Apple and German software maker SAP will release a tool aimed at helping developers build iPhone apps for big businesses, the two companies announced on Monday.
The software tool, to be released on 30 March, is designed to let developers easily feed data between SAP's business-oriented software systems and Apple's consumer-oriented iOS mobile platform.
Currently, most of SAP's systems are used on personal computers rather than on mobile devices. SAP plans to change that by working directly with Apple on software tools that will make it easier to access data on SAP systems from apps on an iPhone or iPad, an effort that began last spring.
The tool could, for example, let employees log into business apps with fingerprint readers common on iPhones rather than a password, or replace bulky inventory scanning guns used in warehouses with iPhones.
“The collaboration between our two firms is unparalleled from an engineering standpoint,” said Rick Knowles, a senior vice president at SAP. “Every five to six weeks, we’ve put our developers in the room with Apple’s lead engineers to do a code-level review.”
With growth in iPhone sales losing steam, Apple has increased its efforts to sell to large businesses.
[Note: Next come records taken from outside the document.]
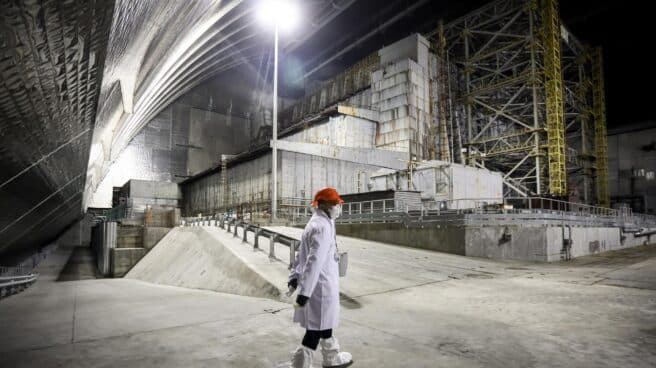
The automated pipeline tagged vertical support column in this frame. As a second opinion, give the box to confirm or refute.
[592,48,610,207]
[269,234,278,258]
[542,0,567,197]
[529,1,542,196]
[253,227,262,249]
[288,240,298,270]
[463,21,474,166]
[437,19,451,162]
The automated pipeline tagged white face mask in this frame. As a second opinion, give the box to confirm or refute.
[328,204,342,220]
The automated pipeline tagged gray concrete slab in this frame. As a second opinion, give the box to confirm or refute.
[0,229,656,368]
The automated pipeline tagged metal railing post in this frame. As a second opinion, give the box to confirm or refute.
[269,234,278,258]
[289,240,298,270]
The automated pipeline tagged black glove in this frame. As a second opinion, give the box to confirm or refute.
[296,294,310,307]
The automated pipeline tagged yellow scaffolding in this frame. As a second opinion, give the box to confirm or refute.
[591,47,610,207]
[542,0,567,197]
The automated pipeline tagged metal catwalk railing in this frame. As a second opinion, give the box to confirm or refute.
[0,267,39,299]
[279,197,656,231]
[182,216,300,269]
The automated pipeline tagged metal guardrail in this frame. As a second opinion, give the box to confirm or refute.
[0,267,39,299]
[279,197,656,229]
[182,216,300,269]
In 2014, Apple launched a partnership with IBM to help build custom iOS applications for businesses. In 2016, Apple made a deal with Cisco to make iPhones work better on Cisco's networking gear, and it also partnered with Deloitte & Touche LLP to encourage more businesses to build iOS applications.
The SAP partnership also gives iOS developers a new way to gain revenue in an era when most of the App Store’s growth is driven by downloads in China and by game makers. Apple said earlier this year that developers made US$20 billion from the App Store in 2016, an increase of 40 percent from 2015.
But according to App Annie, an analytics firm that tracks App Store metrics, iOS downloads were up only 12 percent in 2016 to 30 billion apps, and 80 percent of download growth for iOS apps came from China. Moreover, 75 percent of revenue generated in the App Store came from games, App Annie reported.
Business apps would represent new territory for many of these developers. And being able to run workplace software could also help Apple compete against Microsoft, whose Windows software still dominates in the corporate world.